Non è affatto dissimile a quello che sta prendendo forma nella zona di Piazza Mercato, lo scenario in cui è stato prima assassinato e poi dato alle fiamme il 20enne Gennaro Ramondino, il cui cadavere carbonizzato fu ritrovato in una campagna del quartiere Pianura. Il suo assassino ha appena 15 anni e un curriculum fitto di reati. Anche in questo caso i contrasti sono scaturiti da motivazioni di carattere economico, riconducibili alla spartizione dei proventi dell’attività di spaccio di stupefacenti e il controllo della zona dove imperversa la compravendita di stupefacenti. Non a caso, il 20enne è stato assassinato in un sottoscala, luogo-simbolo dello spaccio in quel territorio che il 15enne mirava a controllare e per questo non si è fatto scrupoli ad eliminare il rivale. Anche in questo caso, dall’esecuzione dell’omicidio trapela una forte connotazione camorristica non solo per la scelta del luogo che ricopre un forte valore simbolico nel gergo criminale e che concorre a lanciare un messaggio perentorio a chiunque osasse contrastare le ambizioni del 15enne che ha marcato il controllo del territorio uccidendo lì, proprio lì, il rivale. Ugualmente indicativa la scelta di bruciare il cadavere, un modus operandi che nel gergo mafioso assume un significato ben preciso: cancellare ogni traccia di quel corpo, ritenendo che quella sia la punizione di cui si è reso meritevole compiendo le gesta terrene che ne hanno deliberato la morte.
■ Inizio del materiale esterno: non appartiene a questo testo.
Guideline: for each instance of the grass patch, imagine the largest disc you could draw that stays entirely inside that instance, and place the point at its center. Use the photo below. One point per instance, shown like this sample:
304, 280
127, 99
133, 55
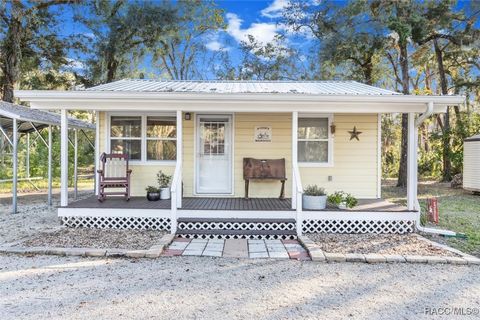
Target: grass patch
458, 209
42, 185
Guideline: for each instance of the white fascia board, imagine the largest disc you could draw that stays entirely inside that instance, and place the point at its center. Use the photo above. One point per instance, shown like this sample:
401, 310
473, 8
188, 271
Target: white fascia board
189, 102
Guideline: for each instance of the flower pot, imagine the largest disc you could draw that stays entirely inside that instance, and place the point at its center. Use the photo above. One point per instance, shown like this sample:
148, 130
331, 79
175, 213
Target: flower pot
165, 193
314, 202
153, 196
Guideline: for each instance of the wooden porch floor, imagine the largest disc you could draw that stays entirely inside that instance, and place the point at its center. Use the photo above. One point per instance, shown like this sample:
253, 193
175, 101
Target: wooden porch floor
257, 204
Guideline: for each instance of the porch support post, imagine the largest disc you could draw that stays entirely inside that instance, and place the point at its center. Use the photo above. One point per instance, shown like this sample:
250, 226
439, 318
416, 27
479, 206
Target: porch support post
64, 158
294, 157
180, 157
412, 165
97, 146
75, 165
27, 160
49, 165
15, 165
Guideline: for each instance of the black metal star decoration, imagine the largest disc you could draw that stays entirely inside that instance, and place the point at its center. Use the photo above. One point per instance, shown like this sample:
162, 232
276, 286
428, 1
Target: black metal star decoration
354, 134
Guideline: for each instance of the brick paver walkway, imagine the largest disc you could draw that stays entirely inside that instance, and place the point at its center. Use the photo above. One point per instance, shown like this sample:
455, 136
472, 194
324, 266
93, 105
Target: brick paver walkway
237, 248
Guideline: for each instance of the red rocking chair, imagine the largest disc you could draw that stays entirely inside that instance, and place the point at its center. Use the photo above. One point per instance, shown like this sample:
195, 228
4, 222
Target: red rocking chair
114, 175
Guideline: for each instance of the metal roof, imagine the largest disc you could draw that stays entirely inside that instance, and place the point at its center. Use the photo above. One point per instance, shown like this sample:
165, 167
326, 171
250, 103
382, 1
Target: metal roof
40, 119
271, 87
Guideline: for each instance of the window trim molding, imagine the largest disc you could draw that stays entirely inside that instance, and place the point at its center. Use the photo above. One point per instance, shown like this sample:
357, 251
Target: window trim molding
330, 140
143, 137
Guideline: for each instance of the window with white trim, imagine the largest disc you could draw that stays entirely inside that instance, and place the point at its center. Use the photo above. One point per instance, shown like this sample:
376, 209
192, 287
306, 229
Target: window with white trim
314, 140
126, 136
144, 138
161, 138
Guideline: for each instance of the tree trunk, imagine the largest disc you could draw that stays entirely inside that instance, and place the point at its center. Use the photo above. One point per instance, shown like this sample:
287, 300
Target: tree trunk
447, 164
402, 170
13, 56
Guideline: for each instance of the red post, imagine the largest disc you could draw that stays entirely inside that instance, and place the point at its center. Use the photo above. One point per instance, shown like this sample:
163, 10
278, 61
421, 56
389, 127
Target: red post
432, 210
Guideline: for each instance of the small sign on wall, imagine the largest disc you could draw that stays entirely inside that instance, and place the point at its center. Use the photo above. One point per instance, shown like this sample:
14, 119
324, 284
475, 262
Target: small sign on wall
263, 134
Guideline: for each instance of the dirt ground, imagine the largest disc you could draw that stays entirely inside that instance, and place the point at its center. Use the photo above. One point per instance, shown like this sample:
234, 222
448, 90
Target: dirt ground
407, 244
221, 288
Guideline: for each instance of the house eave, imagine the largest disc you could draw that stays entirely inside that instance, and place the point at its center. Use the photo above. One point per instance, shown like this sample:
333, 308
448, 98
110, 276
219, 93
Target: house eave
247, 102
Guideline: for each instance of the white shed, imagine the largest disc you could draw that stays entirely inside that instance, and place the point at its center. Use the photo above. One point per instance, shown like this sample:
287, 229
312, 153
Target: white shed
471, 164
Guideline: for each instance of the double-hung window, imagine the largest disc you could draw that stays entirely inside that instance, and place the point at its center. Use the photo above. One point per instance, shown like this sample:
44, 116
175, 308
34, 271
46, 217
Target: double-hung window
144, 138
126, 136
314, 140
161, 138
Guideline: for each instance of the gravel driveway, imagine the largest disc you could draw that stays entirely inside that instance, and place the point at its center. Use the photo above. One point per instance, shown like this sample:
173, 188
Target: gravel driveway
212, 288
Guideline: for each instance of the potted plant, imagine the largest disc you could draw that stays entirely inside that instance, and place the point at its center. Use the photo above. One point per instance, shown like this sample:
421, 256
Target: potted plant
153, 193
164, 181
342, 200
314, 198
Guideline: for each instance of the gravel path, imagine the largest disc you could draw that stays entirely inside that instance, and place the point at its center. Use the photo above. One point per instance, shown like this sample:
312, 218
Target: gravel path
212, 288
33, 216
408, 244
95, 238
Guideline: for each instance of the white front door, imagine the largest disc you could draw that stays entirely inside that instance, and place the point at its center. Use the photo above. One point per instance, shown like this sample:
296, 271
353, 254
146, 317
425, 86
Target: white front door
214, 154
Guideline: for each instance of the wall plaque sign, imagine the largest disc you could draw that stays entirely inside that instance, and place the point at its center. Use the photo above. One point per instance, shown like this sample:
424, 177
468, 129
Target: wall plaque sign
263, 134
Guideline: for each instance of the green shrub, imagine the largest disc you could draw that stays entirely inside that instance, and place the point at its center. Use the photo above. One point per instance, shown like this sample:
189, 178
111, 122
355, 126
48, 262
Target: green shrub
339, 197
314, 190
152, 189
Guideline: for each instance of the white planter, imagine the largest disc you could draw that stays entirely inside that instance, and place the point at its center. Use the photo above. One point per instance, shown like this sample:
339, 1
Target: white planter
314, 202
165, 193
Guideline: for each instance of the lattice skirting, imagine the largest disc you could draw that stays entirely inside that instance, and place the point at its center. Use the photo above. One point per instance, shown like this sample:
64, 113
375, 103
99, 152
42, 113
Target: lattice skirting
237, 225
237, 236
139, 223
358, 226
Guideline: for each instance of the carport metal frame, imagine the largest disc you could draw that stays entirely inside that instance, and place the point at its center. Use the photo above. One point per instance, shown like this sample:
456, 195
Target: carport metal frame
39, 120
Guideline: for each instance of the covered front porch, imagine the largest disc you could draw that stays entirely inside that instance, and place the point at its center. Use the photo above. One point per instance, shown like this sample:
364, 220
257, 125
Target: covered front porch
222, 121
257, 218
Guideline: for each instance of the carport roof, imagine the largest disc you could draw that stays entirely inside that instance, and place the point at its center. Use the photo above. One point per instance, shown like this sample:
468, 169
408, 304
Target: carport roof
41, 119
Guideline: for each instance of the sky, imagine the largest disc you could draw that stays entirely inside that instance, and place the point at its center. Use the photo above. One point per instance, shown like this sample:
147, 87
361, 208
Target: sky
259, 18
256, 17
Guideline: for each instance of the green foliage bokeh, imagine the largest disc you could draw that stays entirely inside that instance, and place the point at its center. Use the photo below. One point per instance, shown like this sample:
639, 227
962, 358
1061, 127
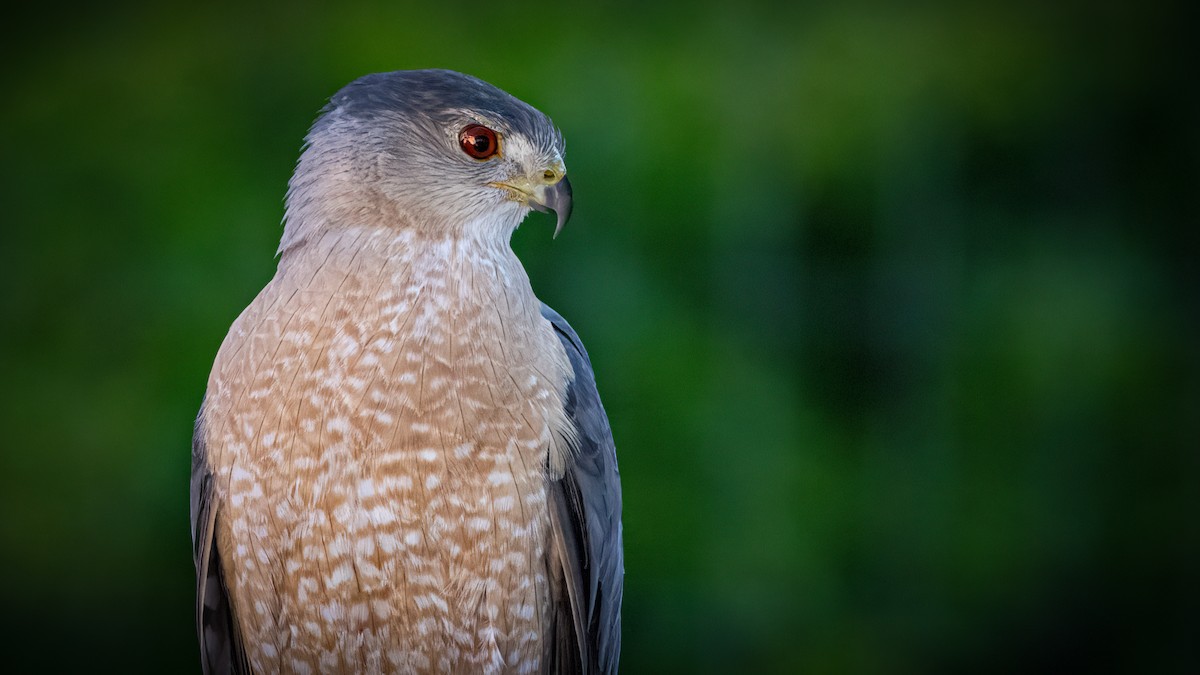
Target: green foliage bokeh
893, 312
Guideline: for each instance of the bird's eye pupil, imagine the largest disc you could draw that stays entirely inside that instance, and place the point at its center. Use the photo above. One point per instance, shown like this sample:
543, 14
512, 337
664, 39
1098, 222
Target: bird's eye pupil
479, 142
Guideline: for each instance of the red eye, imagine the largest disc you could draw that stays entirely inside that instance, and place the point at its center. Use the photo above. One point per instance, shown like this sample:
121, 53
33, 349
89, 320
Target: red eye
479, 142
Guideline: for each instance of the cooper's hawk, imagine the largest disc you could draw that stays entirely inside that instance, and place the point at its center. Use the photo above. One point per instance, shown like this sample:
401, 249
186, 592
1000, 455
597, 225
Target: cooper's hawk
402, 463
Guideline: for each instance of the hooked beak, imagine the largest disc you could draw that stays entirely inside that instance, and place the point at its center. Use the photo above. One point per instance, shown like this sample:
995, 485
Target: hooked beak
549, 192
557, 198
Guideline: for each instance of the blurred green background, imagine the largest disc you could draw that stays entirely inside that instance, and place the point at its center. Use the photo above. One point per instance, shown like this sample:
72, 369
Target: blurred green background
894, 312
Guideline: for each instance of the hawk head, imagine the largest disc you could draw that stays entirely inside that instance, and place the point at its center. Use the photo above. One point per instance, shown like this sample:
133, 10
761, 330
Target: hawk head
435, 150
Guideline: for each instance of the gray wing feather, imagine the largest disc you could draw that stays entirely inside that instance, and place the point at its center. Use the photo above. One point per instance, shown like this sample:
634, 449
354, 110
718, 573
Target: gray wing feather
221, 650
586, 519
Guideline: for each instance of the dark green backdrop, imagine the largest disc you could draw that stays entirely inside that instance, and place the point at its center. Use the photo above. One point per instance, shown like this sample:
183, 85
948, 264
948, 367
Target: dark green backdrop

Giovani che uccidono altri giovani per conquistare il controllo di un vicolo, di un rione, talvolta dell’androne di un palazzo o di un porticato, solo per bardare il petto con la medaglia del leader. E fare soldi, soprattutto quelli. Da spendere per gli abiti griffati, le ubriacate in discoteca, noleggiare auto lussuose, Rolex e orologi costosi. Poco importa che quella strada rischi di condannarli a non invecchiare mai, per quei ragazzi il senso della vita è breve attimi da trascorrere sopra le righe e fuori gli schemi, ostentando un tenore di vita da calciatore o da star. Studio, sacrifici, lavori saltuari o precari, ma comunque capaci di garantire un’esistenza serena e diversamente felice, appaiono prospettive da schernire e ridicolizzare. Ambizioni da “uomini senza attributi” che si accontentano di vivere strisciando, piuttosto che morire impennando a tutto gas.